Other Side Dishes To Serve This With
With seasonal ingredients, Brussels sprouts, and pomegranates, this recipe is one of our favorite ways to embrace fall flavors. A few other seasonal recipes that would be great addition to your dinner table would be:
Maple Mustard Crispy Brussels Sprouts Recipe
Equipment
Ingredients
- 2 pounds brussels sprouts
- 4 medium shallots roughly chopped
- 2 tablespoons extra-virgin olive oil
- 2 tablespoons whole-grain mustard
- kosher salt plus more for garnish as desired
- Freshly ground black pepper plus more for garnish as desired
- 1 tablespoon Pure maple syrup plus more for garnish as desired
- Splash apple cider vinegar
- 1/3 cup roughly chopped toasted walnuts
- 1/4 cup pomegranate arils
Instructions
- Heat The Oven: Heat the oven to 400°F and arrange a rack in the middle.
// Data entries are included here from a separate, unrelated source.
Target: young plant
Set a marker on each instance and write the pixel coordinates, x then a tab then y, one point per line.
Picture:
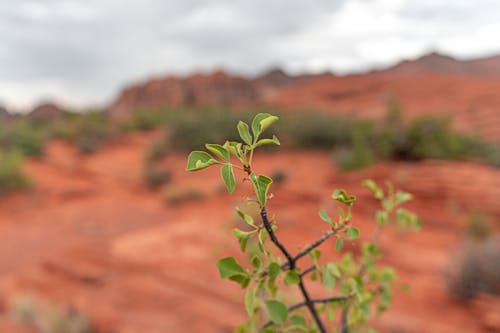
355	286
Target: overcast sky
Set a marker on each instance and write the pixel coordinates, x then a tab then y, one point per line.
83	52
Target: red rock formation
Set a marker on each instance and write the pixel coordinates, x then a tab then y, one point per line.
46	110
197	90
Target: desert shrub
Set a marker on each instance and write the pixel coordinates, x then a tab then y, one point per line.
355	285
23	135
357	156
476	270
147	119
12	177
91	131
191	129
47	318
155	175
432	138
479	226
175	195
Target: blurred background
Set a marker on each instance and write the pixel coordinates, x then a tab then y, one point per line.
101	228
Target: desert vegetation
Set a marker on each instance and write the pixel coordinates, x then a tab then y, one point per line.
356	287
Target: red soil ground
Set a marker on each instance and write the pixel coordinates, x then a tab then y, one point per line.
91	235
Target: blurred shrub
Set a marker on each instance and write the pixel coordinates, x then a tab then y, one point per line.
12	177
358	155
47	318
477	270
91	131
155	175
479	226
191	129
24	135
175	195
145	120
319	130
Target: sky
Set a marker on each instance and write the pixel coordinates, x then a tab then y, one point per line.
82	53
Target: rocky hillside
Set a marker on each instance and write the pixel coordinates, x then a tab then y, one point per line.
467	91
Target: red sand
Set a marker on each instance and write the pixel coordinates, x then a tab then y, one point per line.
92	236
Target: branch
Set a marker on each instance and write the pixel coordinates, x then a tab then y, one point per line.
314	245
274	239
314	301
291	264
308	270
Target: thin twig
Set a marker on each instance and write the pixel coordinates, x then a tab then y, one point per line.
308	270
314	245
314	301
291	264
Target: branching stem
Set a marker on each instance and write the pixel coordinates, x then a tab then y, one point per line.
314	301
291	263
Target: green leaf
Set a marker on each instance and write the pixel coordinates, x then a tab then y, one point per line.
261	185
352	233
377	191
292	277
243	237
256	262
274	269
277	311
342	196
324	216
402	197
263	142
333	268
382	217
298	322
260	122
218	150
198	160
244	132
250	302
228	177
339	244
247	218
328	279
228	267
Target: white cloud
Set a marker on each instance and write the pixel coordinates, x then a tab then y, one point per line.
84	51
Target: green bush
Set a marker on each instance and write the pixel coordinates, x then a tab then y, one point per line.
359	155
355	286
91	131
479	226
318	130
23	135
12	177
146	120
192	129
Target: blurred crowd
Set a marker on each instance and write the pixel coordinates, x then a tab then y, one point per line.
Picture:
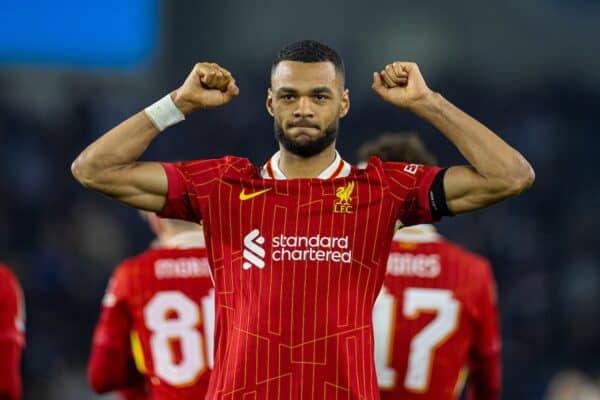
63	241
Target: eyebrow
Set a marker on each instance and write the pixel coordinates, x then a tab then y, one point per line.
317	90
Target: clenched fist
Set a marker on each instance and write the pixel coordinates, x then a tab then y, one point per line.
207	86
401	84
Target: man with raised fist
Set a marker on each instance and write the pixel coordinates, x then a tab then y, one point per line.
298	246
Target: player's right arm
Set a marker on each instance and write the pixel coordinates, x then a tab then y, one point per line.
110	164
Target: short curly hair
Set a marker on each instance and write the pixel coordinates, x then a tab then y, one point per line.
310	51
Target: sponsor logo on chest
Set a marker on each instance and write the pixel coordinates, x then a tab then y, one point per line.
285	248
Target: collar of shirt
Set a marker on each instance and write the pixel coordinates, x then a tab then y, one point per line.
185	240
424	233
337	169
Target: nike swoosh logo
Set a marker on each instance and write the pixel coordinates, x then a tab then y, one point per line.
248	196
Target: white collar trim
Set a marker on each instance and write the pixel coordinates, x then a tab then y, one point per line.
185	240
423	233
337	169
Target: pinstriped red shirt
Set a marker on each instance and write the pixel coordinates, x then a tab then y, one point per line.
297	265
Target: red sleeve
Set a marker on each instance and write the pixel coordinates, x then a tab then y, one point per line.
410	185
486	363
135	393
10	365
111	366
189	184
111	369
12	309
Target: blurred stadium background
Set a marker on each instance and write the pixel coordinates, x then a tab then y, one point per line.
530	69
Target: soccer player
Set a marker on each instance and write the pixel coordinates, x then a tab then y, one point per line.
12	338
436	316
298	246
158	316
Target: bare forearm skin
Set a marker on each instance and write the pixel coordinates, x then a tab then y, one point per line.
497	170
109	165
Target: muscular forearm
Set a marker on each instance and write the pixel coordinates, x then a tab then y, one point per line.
486	152
118	148
496	170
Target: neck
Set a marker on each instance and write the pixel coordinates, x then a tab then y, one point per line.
294	166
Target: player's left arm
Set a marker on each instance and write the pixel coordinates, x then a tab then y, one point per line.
485	362
496	171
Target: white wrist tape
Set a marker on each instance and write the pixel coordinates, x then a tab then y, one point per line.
164	113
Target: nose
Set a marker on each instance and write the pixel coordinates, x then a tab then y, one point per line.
303	110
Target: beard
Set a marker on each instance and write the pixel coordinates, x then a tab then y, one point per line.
311	147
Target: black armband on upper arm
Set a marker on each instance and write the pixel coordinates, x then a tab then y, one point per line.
437	197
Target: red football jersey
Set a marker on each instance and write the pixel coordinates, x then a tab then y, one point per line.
160	307
12	338
435	316
297	265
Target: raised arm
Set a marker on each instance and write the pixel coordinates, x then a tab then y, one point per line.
496	171
109	165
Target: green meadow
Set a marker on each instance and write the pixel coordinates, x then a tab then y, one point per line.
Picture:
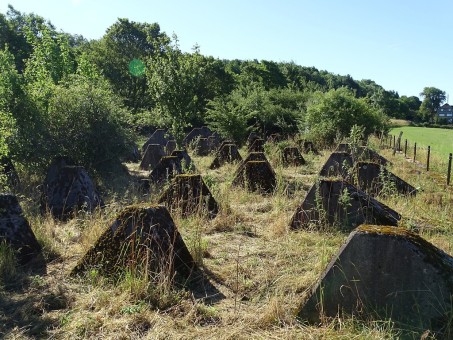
440	140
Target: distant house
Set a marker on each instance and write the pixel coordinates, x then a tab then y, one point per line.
445	112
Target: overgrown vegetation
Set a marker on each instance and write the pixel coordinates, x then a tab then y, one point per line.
61	95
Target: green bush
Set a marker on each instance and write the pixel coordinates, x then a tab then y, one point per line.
87	122
330	116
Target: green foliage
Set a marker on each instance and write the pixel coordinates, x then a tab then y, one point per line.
330	116
87	122
432	100
253	107
9	79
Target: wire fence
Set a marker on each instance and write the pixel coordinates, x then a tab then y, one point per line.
418	154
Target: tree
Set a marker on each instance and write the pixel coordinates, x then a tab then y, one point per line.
9	87
87	122
433	98
330	116
122	55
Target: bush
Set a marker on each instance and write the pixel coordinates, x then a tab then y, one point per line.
330	116
88	123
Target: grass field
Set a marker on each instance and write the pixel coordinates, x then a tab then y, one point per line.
257	269
440	140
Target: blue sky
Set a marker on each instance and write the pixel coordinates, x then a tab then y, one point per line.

Place a large rimmed baking sheet on the rack while the oven heats up. Meanwhile, prepare the Brussels sprouts. Trim off the tough ends and pull off any outer leaves that are dark or wilted. Cut each Brussels sprout in half through the root end (you'll have about 6 cups of halved Brussels sprouts).
- Mix The Brussels Sprouts: Combine the halved Brussels sprouts, diced shallot, olive oil, and whole grain mustard in a large bowl and season generously with salt and freshly ground black pepper. Stir to ensure the sprouts are well coated, then carefully remove the hot baking sheet from the oven and spread the Brussels sprouts out in one layer (flat side down to ensure they get nicely browned!) and place in the oven.
- Roast The Sprouts: Roast the Brussels sprouts, stirring every 10 minutes, until they are easily pierced with a knife, about 15 to 25 minutes (depending on the size of the Brussels sprouts as larger sprouts will need more time). Once you can easily pierce the sprouts, remove the sheet pan, drizzle on the maple syrup, and toss to coat, then roast an additional 5 to 10 minutes or until the sprouts are browned and cooked through.
- Garnish and Serve: Remove the roast Brussels from the oven, add a splash of cider vinegar, and toss to coat. Taste and add more maple syrup, kosher salt, or freshly ground pepper, as desired. Arrange on a serving platter, scatter the walnut pieces and pomegranate arils over the top, and serve warm or at room temperature.